Mitraterkini.com, Pekanbaru – Kepolisian Resor Kota Pekanbaru menghentikan penyelidikan kasus dugaan tindak pidana pencurian dengan kekerasan dilakukan sejumlah debt collector PT. ACC Pekanbaru terhadap debitur atas nama Herawati, SH.
Kesimpulan menghentikan penyelidikan kasus ini sejak tanggal 13 September 2024 berdasarkan kesimpulan hasil gelar perkara.Rabu (18/9/2024).
Laporan Herawati, SH terkait dugaan tindakan pencurian, kekerasan oleh debt collector ini dihentikan oleh pihak penyidik Polresta Pekanbaru dengan alasan tidak ditemukan unsur pidananya. Penyidik menyatakan bahwa tindakan yang dilakukan oleh debt collector tersebut merupakan bagian dari hak mereka sebagai penagih utang.
“Inilah hasil gelar perkara SP2HP nya tidak ditemukan unsur pidana hukumnya, yang dilaporkan itu tindak pidana pencurian dengan kekerasan, jadi pencuriannya di sini barang nggak dicuri, cuma diambil dan dibawa ke gudang karena sebagian ada hak pihak leasing.
Tentu praktisi hukum pasti ada jalur-jalurnya.

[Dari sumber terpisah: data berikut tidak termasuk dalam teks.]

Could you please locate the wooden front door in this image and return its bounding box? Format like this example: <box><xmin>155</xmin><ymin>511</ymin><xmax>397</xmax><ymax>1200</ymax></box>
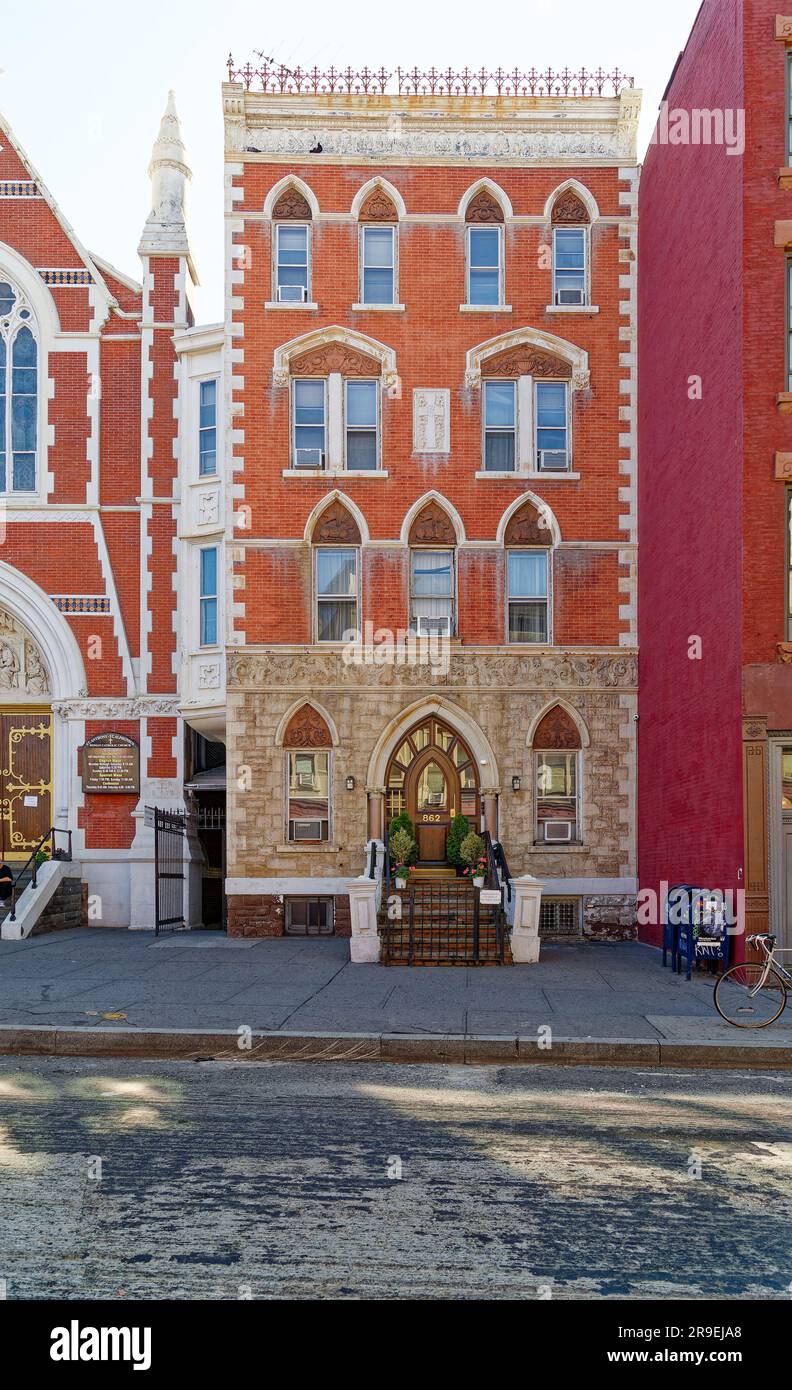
<box><xmin>386</xmin><ymin>717</ymin><xmax>479</xmax><ymax>865</ymax></box>
<box><xmin>407</xmin><ymin>748</ymin><xmax>450</xmax><ymax>863</ymax></box>
<box><xmin>0</xmin><ymin>709</ymin><xmax>53</xmax><ymax>860</ymax></box>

Kesimpulan gelar ini bukan hanya tim-tim kami yang buat, tentu ada pimpinan gelar, ada kanit-kanit lainnya, kami sudah sampaikan di forum dan itulah hasil kesimpulannya,” ucap penyidik kepada Kuasa Hukum Korban.
Menurut Herawati, mobilnya dirampas secara paksa oleh debt collector di depan halaman kantor perusahaan perkreditan PT. ACC Pekanbaru.
Ia mengatakan bahwa dirinya dihadang, dipaksa untuk meninggalkan mobil dibawa oleh pihak debt collector tanpa kejelasan. Tetapi karena dipaksa, akhirnya Herawati panik, ketakutan, melapor ke Mapolresta Pekanbaru.
“Pada saat kejadian itu, saya dihadang oleh debt collector dan memaksa saya meninggalkan mobil.
Dan mereka mengelilingi mobil saya membuka dan menutup pintu mobil saya. Kemudian mereka memaksa saya untuk menandatangani selembar surat tapi saya tidak mau.
Namun, ketika sampai di dalam ruangan saya menyampaikan kepada salah satu anggota polisi yang sedang piket dan setelah saya menyampaikan kejadian itu dia mengatakan kepada saya bahwa laporan itu tidak bisa diterima lalu saya disuruh pulang,” jelasnya.
“Beberapa hari saya pergi ke Polda Riau melaporkan kejadian diterima tapi sampai saat ini menunggu lama proses penyelidikan terhadap laporan ini.
Melalui kuasa hukum mengatakan bahwa kesimpulan dari hasil gelar perkara yang disampaikan oleh penyidik Polresta Pekanbaru tidak ada unsur pidana dalam kejadian itu.
Saya mohon keadilan, kepastian hukum ditegakkan dengan seadil-adilnya.
Dengan tindakan debt collector yang merampas mobil secara paksa dari saya adalah itu sudah menjadi hak mereka sepenuhnya dan apakah sudah sesuai prosedur hukum yang berlaku di negara kita.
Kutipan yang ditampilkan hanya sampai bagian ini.